Ha llegado el
otoño. Quién lo diría contemplando desde mi ventana el bosque aún huérfano de sus ocres y pajizos colores. Quién, viendo
las imágenes, de un telediario cualquiera (otra vez cada cual allá con sus
filiaciones), de playas a medio aforo ,
heterodoxo melting pot compuesto a
partes iguales por turistas rezagados, desocupados desesperanzados sin otra obligación
que pasar no ya los lunes sino toda la semana al sol (y que dure esta bonanza)

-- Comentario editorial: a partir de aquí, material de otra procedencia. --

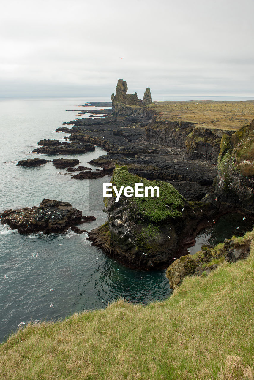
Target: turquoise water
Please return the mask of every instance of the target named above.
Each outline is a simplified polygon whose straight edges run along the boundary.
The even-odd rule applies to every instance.
[[[69,202],[83,215],[96,217],[81,229],[90,230],[105,223],[102,184],[109,182],[110,177],[71,179],[70,175],[64,175],[65,170],[56,169],[51,162],[35,168],[16,166],[19,160],[41,156],[31,153],[39,140],[63,139],[66,134],[55,130],[63,121],[79,117],[77,112],[65,110],[84,109],[78,105],[89,100],[0,100],[0,211],[38,206],[46,198]],[[90,160],[106,153],[97,147],[95,152],[71,157],[78,158],[79,165],[91,166],[87,164]],[[215,244],[235,233],[242,216],[226,217],[200,233],[192,253],[199,250],[202,242]],[[237,233],[248,229],[247,224],[242,223]],[[92,246],[87,237],[70,231],[23,235],[0,226],[0,342],[21,321],[63,318],[75,311],[105,307],[119,298],[147,304],[170,295],[165,271],[128,269]],[[8,279],[4,278],[5,274]]]
[[[39,140],[62,139],[66,134],[55,130],[63,121],[78,117],[77,112],[65,110],[82,109],[77,105],[89,100],[0,101],[0,211],[38,206],[46,198],[69,202],[83,215],[96,217],[81,229],[90,230],[105,223],[102,184],[110,177],[71,179],[70,175],[63,175],[65,170],[56,169],[51,162],[35,168],[16,166],[19,160],[41,157],[31,153]],[[90,167],[89,161],[106,153],[97,147],[95,152],[74,157],[80,165]],[[119,297],[147,304],[170,294],[165,271],[128,269],[92,246],[87,237],[70,231],[22,235],[0,226],[0,342],[21,321],[64,318],[75,311],[105,307]]]

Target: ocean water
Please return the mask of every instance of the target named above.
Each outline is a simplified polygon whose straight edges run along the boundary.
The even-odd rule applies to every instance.
[[[64,140],[66,133],[55,131],[63,122],[86,116],[65,110],[81,110],[84,108],[79,104],[110,100],[0,100],[0,212],[38,206],[44,198],[49,198],[69,202],[83,215],[96,217],[96,221],[82,225],[81,229],[90,230],[105,223],[102,184],[109,182],[109,177],[78,180],[71,179],[64,174],[65,169],[56,169],[51,162],[34,168],[16,164],[19,160],[35,157],[56,158],[31,152],[40,139]],[[87,164],[90,160],[106,154],[97,147],[95,152],[57,157],[78,158],[79,165],[90,167]],[[241,222],[241,215],[236,217],[221,219],[202,231],[192,253],[202,242],[216,244],[231,236]],[[242,223],[238,233],[246,229],[247,225]],[[70,230],[62,234],[22,235],[6,225],[0,226],[0,343],[21,321],[64,318],[76,311],[105,307],[119,298],[145,305],[170,294],[165,271],[127,268],[92,246],[87,237]]]
[[[109,100],[0,101],[0,211],[38,206],[49,198],[69,202],[83,215],[96,217],[95,222],[82,225],[81,229],[90,230],[105,223],[102,184],[110,177],[71,179],[64,174],[65,169],[56,169],[51,162],[34,168],[16,166],[19,160],[56,158],[31,151],[41,139],[62,139],[66,134],[55,130],[63,122],[79,117],[77,112],[65,110],[84,109],[77,105],[89,100]],[[91,167],[88,162],[106,154],[97,147],[95,152],[58,157],[73,157],[80,165]],[[86,237],[86,233],[70,231],[21,235],[6,225],[0,226],[0,343],[21,321],[63,318],[75,311],[105,307],[119,298],[146,304],[170,294],[165,271],[126,268],[91,245]]]

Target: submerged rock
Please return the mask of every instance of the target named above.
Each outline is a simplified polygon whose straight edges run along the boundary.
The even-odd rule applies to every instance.
[[[56,141],[57,141],[56,140]],[[44,141],[44,140],[41,140],[41,141]],[[91,144],[89,143],[79,144],[79,141],[74,141],[71,142],[64,141],[61,142],[60,145],[50,144],[44,146],[41,146],[40,148],[37,148],[36,149],[34,149],[32,152],[51,155],[85,153],[87,152],[95,150],[94,146]]]
[[[36,157],[34,158],[28,158],[27,160],[21,160],[17,164],[17,166],[25,166],[29,168],[33,166],[40,166],[49,162],[50,160],[44,160],[43,158],[38,158]]]
[[[60,169],[75,166],[79,163],[79,160],[76,158],[56,158],[52,161],[55,167]]]
[[[46,233],[64,232],[71,226],[82,223],[81,211],[67,202],[44,199],[38,207],[11,209],[4,211],[1,224],[21,233],[42,231]]]

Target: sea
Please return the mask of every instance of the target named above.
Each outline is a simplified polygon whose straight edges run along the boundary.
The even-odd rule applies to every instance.
[[[170,99],[186,100],[191,100],[192,97]],[[56,169],[51,162],[36,168],[16,164],[19,160],[35,157],[56,158],[32,151],[38,146],[40,139],[65,141],[64,138],[68,134],[56,131],[63,122],[92,114],[77,116],[77,110],[106,108],[80,104],[109,101],[109,98],[100,97],[0,99],[0,212],[38,206],[47,198],[68,202],[83,215],[96,217],[94,222],[82,224],[81,229],[90,231],[105,222],[103,184],[110,182],[108,176],[77,180],[71,179],[65,169]],[[58,157],[78,158],[80,165],[94,170],[96,167],[89,162],[106,153],[97,146],[94,152]],[[252,226],[248,221],[243,222],[242,215],[222,218],[201,232],[192,253],[198,250],[203,242],[223,241],[235,232],[237,226],[240,226],[238,234]],[[70,230],[63,234],[24,235],[0,225],[0,344],[20,328],[21,322],[24,326],[30,321],[56,321],[75,312],[106,307],[119,298],[146,305],[170,295],[165,270],[146,272],[127,268],[92,245],[87,236],[86,233],[76,234]]]

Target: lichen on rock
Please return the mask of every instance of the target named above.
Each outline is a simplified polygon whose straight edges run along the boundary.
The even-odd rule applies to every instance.
[[[192,208],[171,185],[149,180],[117,167],[113,172],[112,185],[135,183],[157,186],[160,196],[126,197],[118,202],[116,195],[104,198],[108,221],[89,233],[89,240],[110,256],[127,266],[149,269],[167,268],[181,246],[190,221],[195,220]],[[194,223],[195,224],[195,223]]]

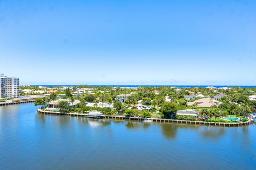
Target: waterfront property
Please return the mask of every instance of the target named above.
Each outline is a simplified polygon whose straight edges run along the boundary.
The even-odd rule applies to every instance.
[[[37,114],[33,103],[0,107],[0,169],[255,168],[254,124],[227,128],[157,121]]]
[[[0,74],[0,99],[17,98],[19,96],[20,80],[16,77]]]
[[[116,99],[121,103],[124,103],[129,96],[131,96],[131,94],[119,94],[116,96]]]
[[[197,98],[202,98],[204,97],[205,96],[202,94],[196,94],[195,95],[185,95],[184,98],[187,100],[190,100]]]
[[[102,119],[111,119],[118,120],[132,120],[137,121],[144,121],[145,118],[141,117],[129,117],[123,116],[113,116],[113,115],[105,115],[101,112],[97,111],[93,111],[89,112],[91,116],[89,116],[89,114],[81,114],[81,113],[71,113],[71,112],[63,112],[60,111],[51,111],[47,110],[43,110],[38,109],[37,113],[39,114],[46,115],[66,115],[69,116],[77,116],[84,117],[92,117],[99,118]],[[190,115],[191,116],[191,115]],[[198,125],[213,125],[218,126],[241,126],[244,125],[250,125],[253,122],[253,120],[250,120],[245,122],[239,123],[217,123],[211,122],[201,122],[195,120],[179,120],[179,119],[165,119],[161,118],[147,118],[147,120],[151,120],[152,122],[158,123],[177,123],[177,124],[194,124]]]
[[[66,101],[69,103],[69,106],[70,107],[74,107],[78,103],[80,103],[80,101],[78,100],[75,100],[73,103],[71,102],[71,100],[69,99],[58,99],[57,100],[54,100],[54,101],[52,101],[48,103],[48,105],[49,107],[52,108],[54,106],[56,107],[58,106],[58,104],[60,102],[60,101]]]
[[[198,112],[195,109],[178,110],[176,113],[176,115],[193,116],[195,117],[195,119],[197,119],[198,117]]]
[[[187,102],[187,106],[196,106],[201,108],[210,108],[213,106],[218,106],[222,103],[222,102],[217,101],[213,99],[207,98],[196,100],[191,102]]]

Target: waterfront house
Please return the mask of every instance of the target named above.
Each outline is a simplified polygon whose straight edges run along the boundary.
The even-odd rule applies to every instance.
[[[196,98],[204,98],[205,96],[202,94],[196,94],[195,95],[185,95],[184,98],[188,100],[190,100]]]
[[[37,90],[33,92],[34,93],[39,93],[40,94],[44,94],[45,92],[43,90]]]
[[[136,105],[136,107],[137,108],[137,109],[138,110],[147,110],[147,111],[150,111],[151,107],[145,106],[145,105],[142,105],[141,104],[138,104]]]
[[[98,111],[93,110],[88,113],[88,116],[92,118],[100,118],[103,114]]]
[[[220,98],[221,98],[223,96],[225,96],[225,95],[223,94],[217,94],[213,98],[215,100],[219,100]]]
[[[22,91],[21,91],[21,92],[23,92],[25,94],[30,93],[32,93],[33,92],[33,91],[32,91],[30,89],[24,89],[24,90],[22,90]]]
[[[196,119],[197,119],[198,117],[199,114],[195,109],[186,109],[177,111],[176,115],[195,116]]]
[[[69,103],[69,106],[71,107],[75,107],[76,104],[80,103],[80,101],[78,100],[75,100],[75,101],[72,103],[70,100],[69,99],[58,99],[54,100],[54,102],[52,101],[49,102],[48,104],[49,106],[49,108],[52,108],[53,104],[54,105],[54,107],[57,106],[59,102],[61,101],[66,101],[68,102]]]
[[[157,91],[157,90],[154,90],[154,91],[153,91],[152,92],[156,94],[160,94],[160,92],[159,92],[158,91]]]
[[[202,108],[210,108],[213,106],[219,106],[222,103],[222,102],[219,102],[214,99],[207,98],[203,98],[203,99],[196,100],[191,102],[187,102],[187,106],[197,106],[198,107],[202,107]]]
[[[121,103],[124,103],[126,101],[128,97],[131,95],[131,94],[119,94],[116,96],[116,99],[117,99]]]
[[[256,100],[256,95],[252,95],[248,96],[249,98],[249,100]]]
[[[215,87],[213,87],[213,86],[207,86],[206,87],[205,87],[206,88],[209,88],[211,90],[217,90],[217,88]]]

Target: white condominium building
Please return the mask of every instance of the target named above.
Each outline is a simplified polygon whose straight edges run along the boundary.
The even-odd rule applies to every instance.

y abuelitos achacosos quejumbrosos de
unas pensiones que hijos y nietos habrán de envidiar.
Ha llegado el
otoño. Y no sólo a El Corte Inglés. Me asomo al balcón a contemplar el vuelo de
las últimas golondrinas, con esa inquietud (¿propia de la edad?) por saber cuándo
llegará el frío. “No se lo comerán los lobos” _ hablando del frío_ solía soltar mi abuelo cuando aún no había oído
yo (nosotros, todos) hablar de Cambio Climático: los casquetes, aunque polares, seguían siendo imaginarios, tal era la gélida indiferencia
que mostraban ellas hacia los de mi sexo (V de varón, a secas, rezaba entonces mi DNI); y los días, como
éstos, eran extrañamente cálidos.
Ha llegado el
otoño. Aún no se arremolinan, para amontonarse al cabo, las hojas caducas ni se acumula mi cabello en
los desagües. Aún no peino canas, pero ya me arrugo en más de una situación. Bodas y funerales, bautizos y divorcios,
empiezan a ir a la par. Aún dicen que soy joven: le han hecho un lifting a la
expresión y así, de la misma manera que crece la esperanza de vida y se surca
mi frente con los recuerdos de otros otoños, menguan las mías en la vida.
Ha llegado el
otoño. Así, como el q no quiere la cosa (y no, no la quieres). Alguien te dice entonces: “Te has engordado” o
“Te veo cambiado” o “Deberías empezar a cuidarte”. Lo hace con una extraña entonación a medio
camino entre la afirmación y la interrogación q recuerda a ese primer silbido
del viento q presagia un cambio de estación. Pero se trata de un cambio de
tren. Un tren q no espera _ni esperas_, y al q subes apesarado y remolón, y a pesar de
ello sin titubeos, vestido con tu traje gris de los domingos _pocos_ con el q aún te ves como uno de esos galanes
extemporáneos de alguna película en blanco y negro cuyo final (el destino, tú
destino; la película, tú película) no se intuye feliz.
Ha llegado el otoño.
El otoño, (todavía) dorado, en el firmamento del cual me reconforta aún el vuelo caprichoso de las últimas golondrinas q garabatean el
aire como las primeras arrugas la firmeza de mi piel. Y con él (al tiempo q vislumbro el otoñal horizonte
de mi frente_ tan cerca y tan lejos_ en
el reflejo de la balconera tras la q se recortan ante mí infinitos macizos
montañosos), siento menguar, como lo hacen los días, los latidos de un corazón q no alberga otra emoción que la q le suscita nuestra próxima e ineludible cita
con el urólogo.
(Me) Ha llegado
el otoño.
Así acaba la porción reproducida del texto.